File formats

Graph

A graph \(G=(V, E)\) is represented by its adjacency matrix \(M\), where \(M_{ij}=1\) if \((i,j)\in E\) and \(M_{ij}=0\) if \((i,j)\notin E\).

Example (undirected graph)

Below is an example undirected graph, where \(E = \{(a,b), (a,c), (c,d)\}\) are interpreted as un-ordered pairs (un-directed edges). Undirected graphs have symmetric matrices.

a,b,c,d
0,1,1,0
1,0,0,0
1,0,0,1
0,0,1,0

Example (DAG)

If the graph is directed the adjacency matrix is asymmetric as below.

a,b,c,d
0,1,1,0
0,0,0,0
0,0,0,1
0,0,0,0

MCMC trajectory

When the output of the algorithm is a Markov chain of graphs, we store the output in a compact form by tracking only the changes when moves are accepted, along with the corresponding time index and the score of the resulting graph after acceptance (not the score difference). Additionally, in the first two rows the labels of the variables, which should be read from the data matrix, are recorded. Specifically, the first row (index -2) contains edges from the first variable to each of the rest in the added column, where a dash (-) symbolises an undirected edge, and a right arrow (->) a directed edge. The score column is set to 0 and removed is set to []. The second row (index -1) has the same edges in the removed column, while the score column is set to 0 and added is set to []. The third row (index 0) contains all the vertices in the starting graph along with its score in the score column and [] in the removed column.
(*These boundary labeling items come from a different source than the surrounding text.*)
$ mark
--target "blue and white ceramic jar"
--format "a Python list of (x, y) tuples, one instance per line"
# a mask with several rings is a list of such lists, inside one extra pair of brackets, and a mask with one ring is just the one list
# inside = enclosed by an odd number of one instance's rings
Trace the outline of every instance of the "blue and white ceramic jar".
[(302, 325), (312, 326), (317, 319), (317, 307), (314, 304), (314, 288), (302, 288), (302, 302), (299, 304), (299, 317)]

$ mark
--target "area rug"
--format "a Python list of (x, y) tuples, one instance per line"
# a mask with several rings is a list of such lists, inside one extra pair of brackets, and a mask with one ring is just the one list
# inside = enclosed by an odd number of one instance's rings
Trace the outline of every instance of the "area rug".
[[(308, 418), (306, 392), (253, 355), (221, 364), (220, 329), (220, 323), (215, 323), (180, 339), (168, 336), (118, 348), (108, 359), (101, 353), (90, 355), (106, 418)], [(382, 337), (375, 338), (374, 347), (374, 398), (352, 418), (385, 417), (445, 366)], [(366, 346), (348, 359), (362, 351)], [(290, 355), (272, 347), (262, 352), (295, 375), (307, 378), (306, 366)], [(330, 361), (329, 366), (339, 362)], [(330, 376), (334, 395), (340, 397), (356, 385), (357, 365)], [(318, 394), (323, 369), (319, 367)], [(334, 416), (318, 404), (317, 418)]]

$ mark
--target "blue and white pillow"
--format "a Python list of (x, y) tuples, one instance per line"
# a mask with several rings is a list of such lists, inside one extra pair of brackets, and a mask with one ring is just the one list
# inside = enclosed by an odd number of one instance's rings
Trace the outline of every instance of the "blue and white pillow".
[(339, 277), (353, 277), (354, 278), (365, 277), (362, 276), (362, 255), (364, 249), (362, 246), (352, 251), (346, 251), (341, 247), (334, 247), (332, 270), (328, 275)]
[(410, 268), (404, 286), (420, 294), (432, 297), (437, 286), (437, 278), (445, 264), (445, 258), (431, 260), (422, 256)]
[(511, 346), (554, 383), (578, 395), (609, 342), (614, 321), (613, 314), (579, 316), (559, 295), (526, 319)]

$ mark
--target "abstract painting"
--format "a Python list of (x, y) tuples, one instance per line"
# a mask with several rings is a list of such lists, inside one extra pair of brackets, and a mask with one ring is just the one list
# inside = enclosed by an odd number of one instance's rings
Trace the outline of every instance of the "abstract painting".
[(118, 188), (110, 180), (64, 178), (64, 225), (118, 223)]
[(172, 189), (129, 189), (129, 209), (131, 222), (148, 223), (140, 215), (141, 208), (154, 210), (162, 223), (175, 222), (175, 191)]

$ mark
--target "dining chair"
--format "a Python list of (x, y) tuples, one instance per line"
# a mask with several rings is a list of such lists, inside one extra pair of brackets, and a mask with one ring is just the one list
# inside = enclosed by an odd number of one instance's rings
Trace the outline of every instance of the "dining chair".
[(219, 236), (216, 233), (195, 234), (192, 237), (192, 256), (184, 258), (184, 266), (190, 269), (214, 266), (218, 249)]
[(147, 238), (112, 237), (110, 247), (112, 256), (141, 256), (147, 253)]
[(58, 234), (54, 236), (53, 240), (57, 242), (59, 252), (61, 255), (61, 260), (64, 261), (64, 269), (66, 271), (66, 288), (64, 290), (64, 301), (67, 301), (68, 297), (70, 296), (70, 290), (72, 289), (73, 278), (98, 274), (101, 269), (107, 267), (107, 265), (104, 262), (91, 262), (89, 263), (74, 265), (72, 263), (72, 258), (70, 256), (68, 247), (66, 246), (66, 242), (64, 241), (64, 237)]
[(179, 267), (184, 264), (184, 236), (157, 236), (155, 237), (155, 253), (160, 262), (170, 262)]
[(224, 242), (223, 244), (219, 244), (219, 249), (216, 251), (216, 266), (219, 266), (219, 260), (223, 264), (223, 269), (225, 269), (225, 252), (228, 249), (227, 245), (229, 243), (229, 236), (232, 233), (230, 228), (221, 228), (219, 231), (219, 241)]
Below is an example of a trajectory of undirected graphs \(G_0, G_1, \dots , G_{89}\) , where \(E_i = {(b, c),(a, d)}\) for \(i = 0, \dots , 33, E_i = {(a, d)}\) for \(i = 34, \dots , 88\) and \(E_i = {(c, d),(a, d)}\) for \(i = 89\).

index,score,added,removed
-2,0.0,[a-b;a-c;a-d],[]
-1,0.0,[],[a-b;a-c;a-d]
0,-2325.52,[b-c;a-d],[]
34,-2311.94,[],[b-c]
89,-2310.81,[c-d],[]

Dataset

Observational data

Observations should be stored as row vectors in a matrix, where the columns are separated by commas. The first row should contain the labels of the variables and if the data is categorical, the second row should contain the cardinality (number of levels) of each variable.

Example (continuous)

Below is an example showing two samples from a continuous distribution.

a,b,c,d
0.2,2.3,5.3,0.5
3.2,1.5,2.5,1.2

Example (categorical)

Below is a formatting example of two samples of a categorical distribution where the cardinalities are 2,3,2, and 2.

a,b,c,d
2,3,2,2
1,2,0,1
0,1,1,1

Interventional data

Hard interventions are indicated by additional columns for the interventional variables, stacked on the right part of the data matrix. Below is an example showing samples from a mix of observational and interventional samples from a continuous distribution.

Example (continuous)

If in the continuous example above there would be two additional observations where only \(a\) was intervened, and one when both \(a\) and \(d\) were intervened, it could look as below.

a,b,c,d,a,d
2,2.3,5.3,0.5,0,0
2,1.5,2.5,1.2,0,0
2,0.1,1.5,3.2,1,0
2,1.2,2.2,4.2,1,0
1,1.5,1.4,2.2,1,1

Parameters

Bnlearn bn.fit objects should be stored in RDS format in the directory resources/myparams/bn.fit_networks.
Weight matrices for SEM models should be stored in CSV format in resources/myparams/sem_params.

Note

The column labels and their order in the dataset CSV files should directly correspond to the variable names in the graph and parameters CSV files (if such files exist).